Chez Renault group (Renault, Dacia, Renault Samsung Motors, Alpine et LADA) un plan de restructuration et de relance est prévu avec des fermetures d’usines en Europe et en Chine. Il vise le développement de la mise en commun des pièces entre les différentes marques du groupe et de l’alliance. Il s’agit notamment de redresser Nissan qui est en grande difficulté au sein de l’alliance Renault Nissan Mitsubishi. Un « partenariat stratégique » est développé avec Valéo pour concevoir et produire un moteur de nouvelle génération et sans terres rares. Chez Renault la production doit démarrer en 2027 à Cléon.

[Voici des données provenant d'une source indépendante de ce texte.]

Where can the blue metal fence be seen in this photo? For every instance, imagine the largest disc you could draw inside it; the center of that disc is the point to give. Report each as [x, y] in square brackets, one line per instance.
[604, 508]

Le marché chinois qui est le plus grand du monde, reste prioritaire pour Renault. Afin de développer le véhicule électrique l’entreprise qui avait mis fin en 2020 à sa coentreprise avec Dongfeng, cherche désormais à conquérir le marché des hybrides. Elle le fait en coopération avec le numéro un chinois Geely.

En Europe, Renault Group commercialise la  « Dacia Spring » dans la logique du low cost de la marque Dacia en s’appuyant sur le modèle électrique City K-ZE . Celui-ci a été mis au point par une coentreprise réussie en Chine avec JMCG dans la filiale commune JMEV.

Auteur : GB

Voir aussi l'Aide-mémoire "Management et économie des entreprises" 12ième édition 2018 SIREY (Groupe DALLOZ)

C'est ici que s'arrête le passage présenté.